As one of such means, there were proposed apparatuses in which the pulling rate is increased by providing cooling means in the main chamber so as to surround a single crystal ingot under pulling and thereby efficiently cooling the single crystal ingot under pulling. For example, there is the apparatus disclosed in Japanese Patent Laid-open (Kokai) Publication No. 6-211589. In this apparatus, a gas flow guide cooling cylinder having a double structure consisting of an outer cooling cylinder composed of metal and an inner cooling cylinder composed of graphite or the like is provided from the bottom portion of the pulling chamber to the inside of the main chamber so as to concentrically surround a single crystal ingot under pulling and thereby heat generated in the inner cooling cylinder is transferred to the outside by the outer cooling cylinder, so that temperature increase of the inner cooling cylinder should be suppressed and cooling efficiency of the crystal should be improved.
Apparatuses utilizing a cooling medium such as water in order to more efficiently cool a growing single crystal are also disclosed. For example, in the apparatus for growing a single crystal disclosed in Japanese Patent Laid-open (Kokai) Publication No. 8-239291, a cooling duct for circulating a liquid refrigerant is provided in a main chamber and a cooling member composed of a material having high heat conductivity such as silver is provided below the duct so as to rapidly transfer heat emitted from crystal surface to the outside and thereby attain effective cooling of the crystal. However, if fluid such as water generally used as the cooling medium become close to the melt surface heated to a high temperature exceeding 1000° C., it may be a cause of phreatic explosion and thus dangerous. Therefore, in this apparatus, safety is secured by separating the cooling duct from the melt surface.

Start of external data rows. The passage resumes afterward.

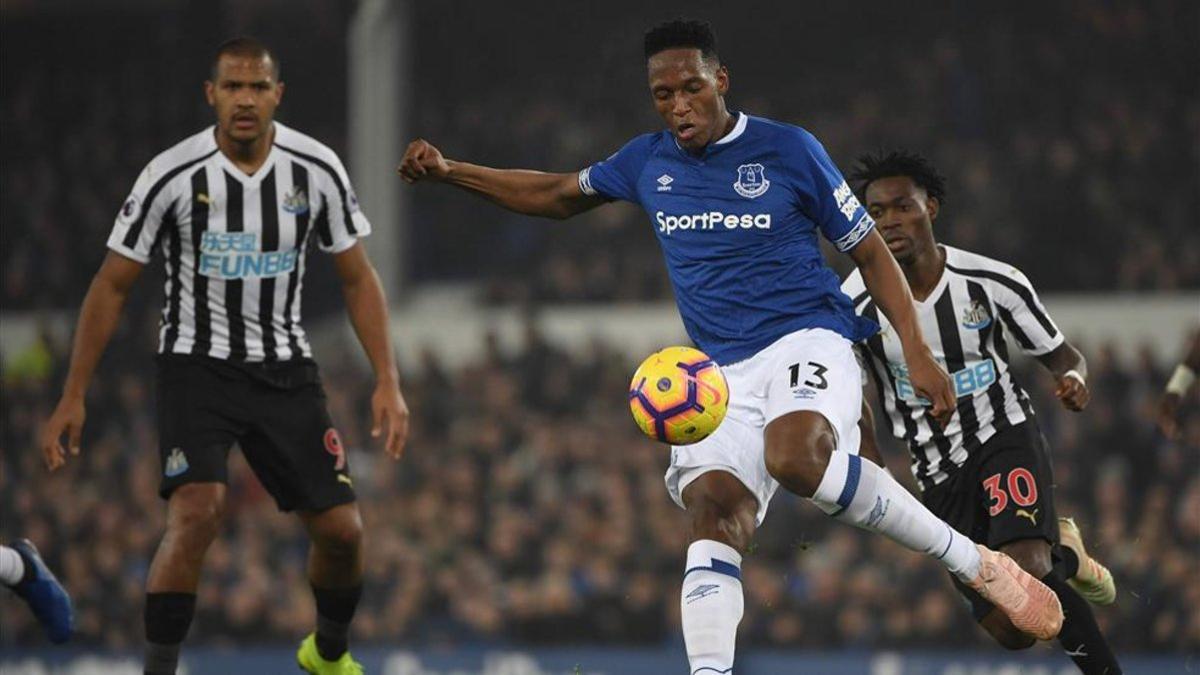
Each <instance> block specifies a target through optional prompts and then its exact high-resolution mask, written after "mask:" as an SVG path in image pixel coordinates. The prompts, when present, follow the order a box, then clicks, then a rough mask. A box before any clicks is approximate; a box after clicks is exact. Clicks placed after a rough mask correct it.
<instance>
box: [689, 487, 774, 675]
mask: <svg viewBox="0 0 1200 675" xmlns="http://www.w3.org/2000/svg"><path fill="white" fill-rule="evenodd" d="M683 503H684V508H686V509H688V516H689V519H690V521H691V525H690V526H691V531H690V533H689V539H690V544H689V546H688V565H686V567H685V569H684V579H683V591H682V593H680V598H679V608H680V617H682V623H683V637H684V643H685V645H686V649H688V661H689V663H690V664H691V667H690V670H689V673H692V674H694V675H695V674H698V673H709V671H712V673H730V669H731V668H733V653H734V646H736V641H737V632H738V622H740V621H742V611H743V596H742V555H743V554H744V552H745V551H746V549H748V548H749V546H750V540H751V538H752V537H754V531H755V516H756V514H757V510H758V500H757V498H756V497H755V496H754V494H751V492H750V490H749V489H746V486H745V485H743V484H742V482H740V480H738V479H737V478H736V477H734V476H733V474H732V473H728V472H726V471H709V472H707V473H704V474H702V476H701V477H698V478H696V479H695V480H692V482H691V484H689V485H688V486H686V488H685V489H684V491H683Z"/></svg>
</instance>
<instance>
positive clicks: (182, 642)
mask: <svg viewBox="0 0 1200 675" xmlns="http://www.w3.org/2000/svg"><path fill="white" fill-rule="evenodd" d="M193 614H196V593H146V609H145V626H146V649H145V675H174V674H175V669H176V668H178V667H179V646H180V645H181V644H182V643H184V638H185V637H187V628H188V627H190V626H191V625H192V615H193Z"/></svg>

However, in these days, the diameter of silicon wafers became larger and, in particular, mass production of silicon wafers having a diameter of 300 mm is contemplated. Thus, it has become clear that cooling of the crystals become insufficient even when such cooling structures as mentioned above are used and thus it is difficult to use further higher crystal growth rate, so that decrease of productivity of crystals is invited.

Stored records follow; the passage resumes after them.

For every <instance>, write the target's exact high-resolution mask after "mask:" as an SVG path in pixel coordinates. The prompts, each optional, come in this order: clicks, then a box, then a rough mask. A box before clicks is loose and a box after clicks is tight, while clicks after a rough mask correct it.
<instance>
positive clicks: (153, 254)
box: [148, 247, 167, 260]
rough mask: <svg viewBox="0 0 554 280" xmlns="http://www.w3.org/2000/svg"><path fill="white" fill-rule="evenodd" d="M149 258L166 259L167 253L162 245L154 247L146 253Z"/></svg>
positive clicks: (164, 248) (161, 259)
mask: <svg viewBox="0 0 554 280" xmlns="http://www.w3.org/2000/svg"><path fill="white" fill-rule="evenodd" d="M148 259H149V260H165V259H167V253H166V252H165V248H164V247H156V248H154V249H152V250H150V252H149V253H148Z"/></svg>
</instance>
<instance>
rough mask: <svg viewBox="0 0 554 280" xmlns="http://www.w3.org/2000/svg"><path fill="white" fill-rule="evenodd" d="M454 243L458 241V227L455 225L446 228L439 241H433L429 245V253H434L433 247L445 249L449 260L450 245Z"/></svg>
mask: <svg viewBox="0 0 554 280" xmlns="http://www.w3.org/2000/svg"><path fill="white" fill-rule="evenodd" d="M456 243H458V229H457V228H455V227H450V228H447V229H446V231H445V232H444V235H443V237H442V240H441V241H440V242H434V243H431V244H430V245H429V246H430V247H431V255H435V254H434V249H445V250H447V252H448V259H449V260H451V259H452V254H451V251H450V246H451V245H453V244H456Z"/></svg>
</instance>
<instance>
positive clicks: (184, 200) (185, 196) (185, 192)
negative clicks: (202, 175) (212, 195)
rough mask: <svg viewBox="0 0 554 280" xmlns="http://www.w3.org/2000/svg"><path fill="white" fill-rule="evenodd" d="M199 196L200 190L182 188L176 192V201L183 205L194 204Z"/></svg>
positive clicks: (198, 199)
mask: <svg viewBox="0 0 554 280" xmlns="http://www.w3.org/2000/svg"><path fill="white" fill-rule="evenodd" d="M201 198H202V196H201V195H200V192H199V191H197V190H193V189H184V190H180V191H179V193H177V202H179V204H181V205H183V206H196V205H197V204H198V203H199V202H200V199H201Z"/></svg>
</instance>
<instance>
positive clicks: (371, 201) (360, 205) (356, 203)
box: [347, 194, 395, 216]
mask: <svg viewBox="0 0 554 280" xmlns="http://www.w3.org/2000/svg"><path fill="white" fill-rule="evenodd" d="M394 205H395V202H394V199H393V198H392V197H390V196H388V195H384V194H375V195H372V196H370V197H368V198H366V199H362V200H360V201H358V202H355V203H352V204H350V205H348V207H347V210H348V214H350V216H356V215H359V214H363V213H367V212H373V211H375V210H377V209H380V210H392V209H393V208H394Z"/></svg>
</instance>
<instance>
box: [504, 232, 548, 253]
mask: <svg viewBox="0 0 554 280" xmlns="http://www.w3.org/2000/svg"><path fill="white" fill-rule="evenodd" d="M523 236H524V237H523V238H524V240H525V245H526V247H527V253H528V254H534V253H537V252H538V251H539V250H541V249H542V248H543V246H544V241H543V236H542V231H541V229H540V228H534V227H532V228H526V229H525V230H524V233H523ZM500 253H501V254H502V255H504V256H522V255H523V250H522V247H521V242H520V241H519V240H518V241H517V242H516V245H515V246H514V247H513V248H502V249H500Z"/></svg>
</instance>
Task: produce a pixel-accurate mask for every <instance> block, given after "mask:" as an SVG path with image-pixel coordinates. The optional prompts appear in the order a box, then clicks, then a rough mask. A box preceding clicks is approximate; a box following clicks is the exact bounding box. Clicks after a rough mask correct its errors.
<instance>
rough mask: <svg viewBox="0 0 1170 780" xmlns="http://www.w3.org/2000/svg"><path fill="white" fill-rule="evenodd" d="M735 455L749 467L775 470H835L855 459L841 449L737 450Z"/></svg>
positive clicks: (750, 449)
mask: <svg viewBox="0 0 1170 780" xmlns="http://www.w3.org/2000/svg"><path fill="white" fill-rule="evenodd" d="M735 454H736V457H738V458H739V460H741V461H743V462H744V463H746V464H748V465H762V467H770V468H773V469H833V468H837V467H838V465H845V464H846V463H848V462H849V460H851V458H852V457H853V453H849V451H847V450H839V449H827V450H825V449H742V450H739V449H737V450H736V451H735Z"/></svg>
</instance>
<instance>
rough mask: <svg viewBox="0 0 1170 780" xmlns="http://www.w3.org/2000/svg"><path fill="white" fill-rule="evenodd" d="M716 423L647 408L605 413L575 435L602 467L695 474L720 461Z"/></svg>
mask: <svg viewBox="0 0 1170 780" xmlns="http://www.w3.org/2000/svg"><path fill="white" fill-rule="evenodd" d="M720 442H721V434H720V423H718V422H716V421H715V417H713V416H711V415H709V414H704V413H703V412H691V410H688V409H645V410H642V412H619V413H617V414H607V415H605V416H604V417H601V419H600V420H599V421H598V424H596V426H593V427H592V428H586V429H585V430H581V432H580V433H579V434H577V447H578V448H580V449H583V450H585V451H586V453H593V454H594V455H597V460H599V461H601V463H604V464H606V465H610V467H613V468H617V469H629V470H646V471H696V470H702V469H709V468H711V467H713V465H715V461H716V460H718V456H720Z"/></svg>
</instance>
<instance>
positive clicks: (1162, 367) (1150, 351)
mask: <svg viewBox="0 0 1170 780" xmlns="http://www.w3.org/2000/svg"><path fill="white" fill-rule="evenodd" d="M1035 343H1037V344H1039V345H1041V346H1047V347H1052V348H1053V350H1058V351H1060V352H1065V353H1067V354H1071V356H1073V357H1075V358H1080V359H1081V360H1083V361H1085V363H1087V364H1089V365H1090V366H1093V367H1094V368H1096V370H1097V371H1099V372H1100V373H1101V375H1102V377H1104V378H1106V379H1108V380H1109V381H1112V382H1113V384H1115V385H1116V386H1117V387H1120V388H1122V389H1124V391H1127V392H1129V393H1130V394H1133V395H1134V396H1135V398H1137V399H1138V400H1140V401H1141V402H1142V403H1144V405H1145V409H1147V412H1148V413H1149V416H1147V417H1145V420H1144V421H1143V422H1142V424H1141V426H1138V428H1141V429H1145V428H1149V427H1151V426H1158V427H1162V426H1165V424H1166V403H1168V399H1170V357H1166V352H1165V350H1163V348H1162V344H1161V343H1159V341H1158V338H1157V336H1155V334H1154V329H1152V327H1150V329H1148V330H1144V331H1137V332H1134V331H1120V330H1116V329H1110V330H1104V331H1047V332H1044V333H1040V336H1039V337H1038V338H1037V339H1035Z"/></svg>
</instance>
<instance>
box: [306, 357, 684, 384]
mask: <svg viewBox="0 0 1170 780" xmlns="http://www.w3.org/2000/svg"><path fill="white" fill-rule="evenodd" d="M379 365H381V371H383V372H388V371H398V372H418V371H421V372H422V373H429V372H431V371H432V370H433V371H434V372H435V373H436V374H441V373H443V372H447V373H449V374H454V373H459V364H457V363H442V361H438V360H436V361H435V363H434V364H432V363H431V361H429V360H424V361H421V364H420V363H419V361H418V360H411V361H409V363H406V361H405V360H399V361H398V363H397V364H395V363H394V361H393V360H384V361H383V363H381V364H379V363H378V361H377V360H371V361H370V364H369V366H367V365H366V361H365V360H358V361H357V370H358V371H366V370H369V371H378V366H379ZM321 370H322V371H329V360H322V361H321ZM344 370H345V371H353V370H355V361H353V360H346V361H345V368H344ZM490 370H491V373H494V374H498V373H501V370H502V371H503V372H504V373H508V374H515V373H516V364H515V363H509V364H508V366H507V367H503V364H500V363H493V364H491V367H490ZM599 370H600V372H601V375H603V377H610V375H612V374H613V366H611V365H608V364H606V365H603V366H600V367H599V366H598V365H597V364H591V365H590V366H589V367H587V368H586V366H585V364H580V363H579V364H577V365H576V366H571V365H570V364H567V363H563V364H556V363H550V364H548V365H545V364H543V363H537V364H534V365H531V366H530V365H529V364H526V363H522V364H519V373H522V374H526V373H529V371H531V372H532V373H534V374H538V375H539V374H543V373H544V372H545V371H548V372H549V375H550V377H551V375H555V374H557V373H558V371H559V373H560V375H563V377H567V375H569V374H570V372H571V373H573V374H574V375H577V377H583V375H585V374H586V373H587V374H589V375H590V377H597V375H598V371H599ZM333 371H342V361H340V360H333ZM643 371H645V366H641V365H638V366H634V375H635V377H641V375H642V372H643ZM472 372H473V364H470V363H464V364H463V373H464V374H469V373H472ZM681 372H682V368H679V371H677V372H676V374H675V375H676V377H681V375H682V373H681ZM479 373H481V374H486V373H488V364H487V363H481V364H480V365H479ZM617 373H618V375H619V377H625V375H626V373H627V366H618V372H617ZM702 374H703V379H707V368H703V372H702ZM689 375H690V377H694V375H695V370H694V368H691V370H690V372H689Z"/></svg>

That is, it was found that there was a problem as described below. That is, such a cooling structure as disclosed in Japanese Patent Laid-open (Kokai) Publication No. 8-239291 can provide a certain degree of cooling effect, because a cooling member having high heat conductivity can be brought close to the melt surface of silicon. However, a restriction is imposed on the apparatus that a cooling duct for circulating a liquid refrigerant for cooling the cooling member must be sufficiently separated from the melt surface so that it should not be brought into contact with the melt surface when the crucible containing the melt is elevated to the maximum height that the crucible can reach, due to the problem concerning the safety described above. Therefore, there is caused a problem that the cooling effect provided by the cooling medium is unlikely to reach the end of the cooling member.